Literary and Writing Discussion Forum

another word for paradigm shift < mlmck > 12/05 13:53:09
Hey- I am wondering if any of you literary types know of another word for paradigm shift, besides paradox, logical fallacy, dichotomy or dualism.

-My understanding would equate it more
to transition or metamorphosis than the nouns you used.

-Maybe
model shift, change of form, new recipe for; removal of pillars from the old cathedral; a phnomnenal algorithm (yikes!); deconstructing the unworkable model; putting more bones into the body of the plan, so it can run twice as fast; etc. The main idea would be change. Check your Roget's Thesaurus under change and related ideas of model, form, growth, etc.
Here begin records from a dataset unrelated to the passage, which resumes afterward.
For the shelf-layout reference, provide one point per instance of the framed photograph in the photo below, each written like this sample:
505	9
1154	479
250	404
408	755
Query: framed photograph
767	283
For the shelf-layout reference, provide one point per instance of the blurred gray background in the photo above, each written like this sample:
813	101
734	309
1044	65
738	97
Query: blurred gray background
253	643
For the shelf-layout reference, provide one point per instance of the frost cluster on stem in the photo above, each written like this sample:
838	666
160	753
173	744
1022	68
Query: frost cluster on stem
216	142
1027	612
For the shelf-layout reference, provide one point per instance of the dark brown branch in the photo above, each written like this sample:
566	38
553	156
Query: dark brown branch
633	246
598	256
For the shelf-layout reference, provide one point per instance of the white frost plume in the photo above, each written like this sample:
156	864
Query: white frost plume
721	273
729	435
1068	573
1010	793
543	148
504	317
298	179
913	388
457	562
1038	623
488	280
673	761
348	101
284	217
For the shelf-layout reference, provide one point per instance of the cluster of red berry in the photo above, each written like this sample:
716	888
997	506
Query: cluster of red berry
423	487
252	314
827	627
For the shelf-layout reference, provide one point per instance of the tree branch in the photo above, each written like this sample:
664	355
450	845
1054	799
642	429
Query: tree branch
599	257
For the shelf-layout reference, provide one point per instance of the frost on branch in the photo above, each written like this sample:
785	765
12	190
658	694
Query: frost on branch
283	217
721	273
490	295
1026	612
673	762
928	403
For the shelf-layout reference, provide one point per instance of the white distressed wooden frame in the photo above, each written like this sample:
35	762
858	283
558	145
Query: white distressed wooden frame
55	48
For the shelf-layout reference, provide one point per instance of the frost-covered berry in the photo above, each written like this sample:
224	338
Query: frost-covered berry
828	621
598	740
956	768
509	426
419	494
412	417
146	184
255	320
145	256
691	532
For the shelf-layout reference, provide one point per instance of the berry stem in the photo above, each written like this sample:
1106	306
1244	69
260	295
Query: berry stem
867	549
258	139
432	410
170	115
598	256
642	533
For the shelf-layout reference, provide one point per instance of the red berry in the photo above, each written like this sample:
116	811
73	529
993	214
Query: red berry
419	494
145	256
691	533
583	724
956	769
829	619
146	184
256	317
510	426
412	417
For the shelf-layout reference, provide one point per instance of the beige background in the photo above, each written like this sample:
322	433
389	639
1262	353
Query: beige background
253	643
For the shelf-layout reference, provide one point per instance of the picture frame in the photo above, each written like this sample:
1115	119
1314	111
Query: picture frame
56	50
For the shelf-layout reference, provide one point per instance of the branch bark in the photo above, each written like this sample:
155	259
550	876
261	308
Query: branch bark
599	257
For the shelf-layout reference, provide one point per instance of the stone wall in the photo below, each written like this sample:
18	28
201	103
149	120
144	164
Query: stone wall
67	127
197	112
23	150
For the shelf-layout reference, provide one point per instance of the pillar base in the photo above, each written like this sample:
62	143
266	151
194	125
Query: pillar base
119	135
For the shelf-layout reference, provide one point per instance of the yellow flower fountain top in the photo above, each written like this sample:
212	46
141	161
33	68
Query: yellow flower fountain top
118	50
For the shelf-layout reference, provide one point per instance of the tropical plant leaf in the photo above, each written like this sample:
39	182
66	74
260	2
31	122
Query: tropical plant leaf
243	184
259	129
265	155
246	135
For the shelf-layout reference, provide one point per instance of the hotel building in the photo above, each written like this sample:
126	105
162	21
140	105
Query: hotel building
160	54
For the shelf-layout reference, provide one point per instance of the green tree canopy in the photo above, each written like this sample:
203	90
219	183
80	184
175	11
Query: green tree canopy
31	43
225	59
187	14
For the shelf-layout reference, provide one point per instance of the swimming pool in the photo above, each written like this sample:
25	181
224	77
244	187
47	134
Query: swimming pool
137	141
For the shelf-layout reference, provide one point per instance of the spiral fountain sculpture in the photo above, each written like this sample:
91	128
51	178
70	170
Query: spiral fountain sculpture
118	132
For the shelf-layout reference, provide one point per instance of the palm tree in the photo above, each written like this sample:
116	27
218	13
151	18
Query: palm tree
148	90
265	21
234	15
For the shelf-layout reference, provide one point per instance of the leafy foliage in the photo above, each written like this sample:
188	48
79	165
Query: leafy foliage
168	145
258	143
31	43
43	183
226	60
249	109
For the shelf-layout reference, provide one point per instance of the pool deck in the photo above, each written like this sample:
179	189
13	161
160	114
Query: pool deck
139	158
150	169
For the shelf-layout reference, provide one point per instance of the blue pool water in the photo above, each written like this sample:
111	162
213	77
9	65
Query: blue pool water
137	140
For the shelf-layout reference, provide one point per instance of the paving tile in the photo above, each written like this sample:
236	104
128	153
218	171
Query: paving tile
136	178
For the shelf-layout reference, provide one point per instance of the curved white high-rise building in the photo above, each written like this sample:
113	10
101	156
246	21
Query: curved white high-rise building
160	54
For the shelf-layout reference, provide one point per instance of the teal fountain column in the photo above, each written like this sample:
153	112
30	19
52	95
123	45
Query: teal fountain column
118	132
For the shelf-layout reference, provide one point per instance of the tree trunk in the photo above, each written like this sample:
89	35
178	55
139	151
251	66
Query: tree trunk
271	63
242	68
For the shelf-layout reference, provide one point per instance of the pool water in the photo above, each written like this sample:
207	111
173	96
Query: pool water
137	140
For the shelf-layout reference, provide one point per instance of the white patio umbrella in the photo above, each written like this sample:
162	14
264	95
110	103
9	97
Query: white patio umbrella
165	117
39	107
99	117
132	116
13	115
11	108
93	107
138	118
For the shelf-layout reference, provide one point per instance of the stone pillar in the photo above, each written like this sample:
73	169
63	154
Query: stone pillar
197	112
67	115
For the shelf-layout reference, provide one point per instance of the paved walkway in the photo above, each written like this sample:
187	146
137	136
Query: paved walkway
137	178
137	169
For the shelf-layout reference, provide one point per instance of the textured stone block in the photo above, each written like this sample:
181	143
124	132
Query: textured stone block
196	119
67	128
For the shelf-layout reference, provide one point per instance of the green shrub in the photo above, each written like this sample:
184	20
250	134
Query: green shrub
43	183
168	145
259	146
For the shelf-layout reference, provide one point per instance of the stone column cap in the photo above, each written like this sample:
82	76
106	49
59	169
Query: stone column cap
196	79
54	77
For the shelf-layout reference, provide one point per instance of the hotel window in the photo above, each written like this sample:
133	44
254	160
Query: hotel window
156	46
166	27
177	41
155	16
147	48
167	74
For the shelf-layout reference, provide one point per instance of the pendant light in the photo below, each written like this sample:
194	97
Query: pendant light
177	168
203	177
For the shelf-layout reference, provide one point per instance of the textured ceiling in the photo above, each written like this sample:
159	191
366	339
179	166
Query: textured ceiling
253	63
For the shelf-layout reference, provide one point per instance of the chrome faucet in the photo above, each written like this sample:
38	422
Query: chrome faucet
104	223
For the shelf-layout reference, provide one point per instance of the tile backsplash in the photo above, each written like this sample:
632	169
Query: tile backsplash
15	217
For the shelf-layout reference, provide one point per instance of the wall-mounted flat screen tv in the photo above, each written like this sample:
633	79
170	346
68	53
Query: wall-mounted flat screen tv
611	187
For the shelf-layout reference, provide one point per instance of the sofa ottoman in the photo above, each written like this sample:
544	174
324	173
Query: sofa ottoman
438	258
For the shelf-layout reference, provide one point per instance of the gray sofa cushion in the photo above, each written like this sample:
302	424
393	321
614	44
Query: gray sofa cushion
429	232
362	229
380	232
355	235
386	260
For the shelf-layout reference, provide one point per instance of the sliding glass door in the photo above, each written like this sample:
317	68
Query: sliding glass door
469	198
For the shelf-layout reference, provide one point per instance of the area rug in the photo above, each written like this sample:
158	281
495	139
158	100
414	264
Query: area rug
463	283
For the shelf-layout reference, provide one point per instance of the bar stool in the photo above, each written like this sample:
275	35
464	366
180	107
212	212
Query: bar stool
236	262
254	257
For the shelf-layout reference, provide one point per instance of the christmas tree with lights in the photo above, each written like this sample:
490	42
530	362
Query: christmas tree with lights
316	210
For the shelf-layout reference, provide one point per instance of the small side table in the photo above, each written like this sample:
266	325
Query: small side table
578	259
-Mlmck asked for another word, not expression

-but I admit your list is impressively good

-agree with swamp, mlmck your sysnonyms are not

-Paradigm can be Shifty, but
"paradigm shift" merely means change in the status quo. It's a catchy phrase and the Ad-Man are working it to the bone during the Silly Season--or political campaign year and a half.

Republicans abhor change in a forward direction; they want to return to that mythical yesteryear of Lone Rangers and two-bit actors like Reagan. The last thing they would want, if they comprehended its meaning is a "paradigm shift."

-juxtaposition
I was looking for Juxtaposition, in the Dan Akroyd / Eddie Murphy sense of the word. Trading Places. I guess there's a literary use as well as an abstract space definition.
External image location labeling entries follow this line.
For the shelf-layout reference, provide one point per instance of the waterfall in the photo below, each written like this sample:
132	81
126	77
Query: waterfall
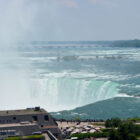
67	93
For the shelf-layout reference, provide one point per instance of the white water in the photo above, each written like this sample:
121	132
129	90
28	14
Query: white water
67	93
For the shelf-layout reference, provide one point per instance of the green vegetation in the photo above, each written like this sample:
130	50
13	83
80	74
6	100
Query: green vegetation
115	122
126	129
13	138
32	137
116	129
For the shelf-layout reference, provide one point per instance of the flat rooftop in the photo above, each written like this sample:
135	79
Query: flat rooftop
28	111
17	125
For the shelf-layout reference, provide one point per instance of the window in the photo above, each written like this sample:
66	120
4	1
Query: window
46	117
34	118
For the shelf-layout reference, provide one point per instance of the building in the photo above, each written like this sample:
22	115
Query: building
27	121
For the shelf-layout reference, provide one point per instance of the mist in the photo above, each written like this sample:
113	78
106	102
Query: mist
17	17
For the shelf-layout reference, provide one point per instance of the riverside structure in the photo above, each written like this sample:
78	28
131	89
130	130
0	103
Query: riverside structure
27	122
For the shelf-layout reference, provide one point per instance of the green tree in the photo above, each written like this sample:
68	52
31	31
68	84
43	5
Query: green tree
114	135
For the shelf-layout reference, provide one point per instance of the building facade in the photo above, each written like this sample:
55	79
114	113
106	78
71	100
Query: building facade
28	121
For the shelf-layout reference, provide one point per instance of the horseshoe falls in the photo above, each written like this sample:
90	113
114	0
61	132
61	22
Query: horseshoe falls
66	75
68	93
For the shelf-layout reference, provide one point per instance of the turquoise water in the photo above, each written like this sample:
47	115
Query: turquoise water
64	75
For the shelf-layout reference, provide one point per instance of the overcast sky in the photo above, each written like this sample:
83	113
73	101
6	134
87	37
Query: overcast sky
72	19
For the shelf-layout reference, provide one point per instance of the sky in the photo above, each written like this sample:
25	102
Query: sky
67	20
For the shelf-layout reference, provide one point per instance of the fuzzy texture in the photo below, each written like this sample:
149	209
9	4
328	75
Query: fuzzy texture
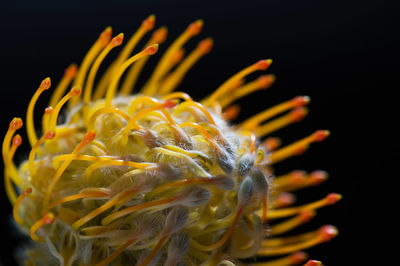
156	178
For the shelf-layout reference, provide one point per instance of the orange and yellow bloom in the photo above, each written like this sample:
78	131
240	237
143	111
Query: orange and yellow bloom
156	178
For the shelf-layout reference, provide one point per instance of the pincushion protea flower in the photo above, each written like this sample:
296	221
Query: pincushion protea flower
156	178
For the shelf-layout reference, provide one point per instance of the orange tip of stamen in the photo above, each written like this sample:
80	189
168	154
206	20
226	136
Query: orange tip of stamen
196	27
46	83
48	218
105	36
298	114
27	191
321	135
231	112
71	71
75	91
17	140
313	263
298	257
48	110
160	35
306	216
117	40
327	232
50	134
318	176
152	49
149	22
272	143
332	198
171	103
16	123
285	199
265	81
205	45
297	176
301	100
89	137
264	64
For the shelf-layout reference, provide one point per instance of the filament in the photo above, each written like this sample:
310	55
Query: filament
46	219
162	67
254	121
176	77
89	137
226	86
115	42
17	203
150	50
30	126
101	42
62	86
298	146
159	37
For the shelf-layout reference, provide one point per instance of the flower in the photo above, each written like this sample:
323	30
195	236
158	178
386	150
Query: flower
156	177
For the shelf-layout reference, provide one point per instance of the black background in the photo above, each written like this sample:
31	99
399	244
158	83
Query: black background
329	50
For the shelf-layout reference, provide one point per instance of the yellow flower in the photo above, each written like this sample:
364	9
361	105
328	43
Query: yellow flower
156	177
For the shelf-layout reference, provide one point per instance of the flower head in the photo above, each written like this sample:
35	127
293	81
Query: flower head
156	177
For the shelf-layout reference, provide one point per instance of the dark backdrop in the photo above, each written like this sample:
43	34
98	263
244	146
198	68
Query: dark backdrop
329	50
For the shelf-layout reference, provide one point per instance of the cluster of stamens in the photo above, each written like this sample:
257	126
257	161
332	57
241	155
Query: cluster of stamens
157	178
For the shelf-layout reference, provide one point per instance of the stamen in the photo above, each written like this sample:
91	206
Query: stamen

The Mortimer brothers create a juxtaposition by hiring street beggar Eddie Murphy, (Rudolph Valentine) and giving him Wall Street Executive Dan Akroyd's, (Louis Winthorpe III), job. Their juxtaposition is mitigated by a simple wager, can rich well educated Winthorpe survive on the street, and can Valentine be their new syncophantic yes-man? The Mortimer brothers bet a dollar.

I assume a paradigm shift would be a little more all encompassing, and likely void of singular entities...like the gradual change in thought about the theory of relativity, neutrinos and dark matter.

-juxtaposition 
The word I was trying to remember, and thought was a synonym for paradigm shift, was juxtaposition. thank you for your input.
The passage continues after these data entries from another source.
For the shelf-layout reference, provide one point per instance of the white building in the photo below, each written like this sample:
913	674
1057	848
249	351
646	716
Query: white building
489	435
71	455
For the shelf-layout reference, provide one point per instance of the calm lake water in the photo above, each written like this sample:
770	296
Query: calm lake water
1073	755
For some reason, this word rings a bell in my memory, maybe it was used out of context or something? But it,(in my memory) seems to have related to a contrasting of ideas, or a competing set of ideas that change in conjunction with one another, more than the actual definition of juxtapose.

As in, Mitt Romney's change of political stance has juxtaposed the political viewpoints of those loyal to him, and not his politics - which doesn't make sense at all, considering the actual definition of juxtapose.

- Mybe the word
for "uxtaposed"should have been "adopted".

"As in, Mitt Romney's change of political stance has (juxtaposed) adoptend the political viewpoints of those loyal to him, and not his [own sense of] politics"

- This is likely the definition I was looking for
Let's take a situation from any generic film. A very poor woman gives birth to twins and dies immediately after. The sons get separated at birth. While one son finds himself adopted into a wealthy factory owner's house, the other is a street child who turns into a petty thief. The film story traces their journey through life. At a crucial moment, the son who is a petty thief corners the other son in a dark alley and mugs him.

Thus a juxtaposition is drawn here which shows the contrast that both sons, born of the same mother and identical to look at, are yet so much different in their motives, lifestyles and characters. Thus the literary device of juxtaposition is used to draw a contrast between the two, but it is still connected somewhere and it is possible to place them side by side to draw a contrast.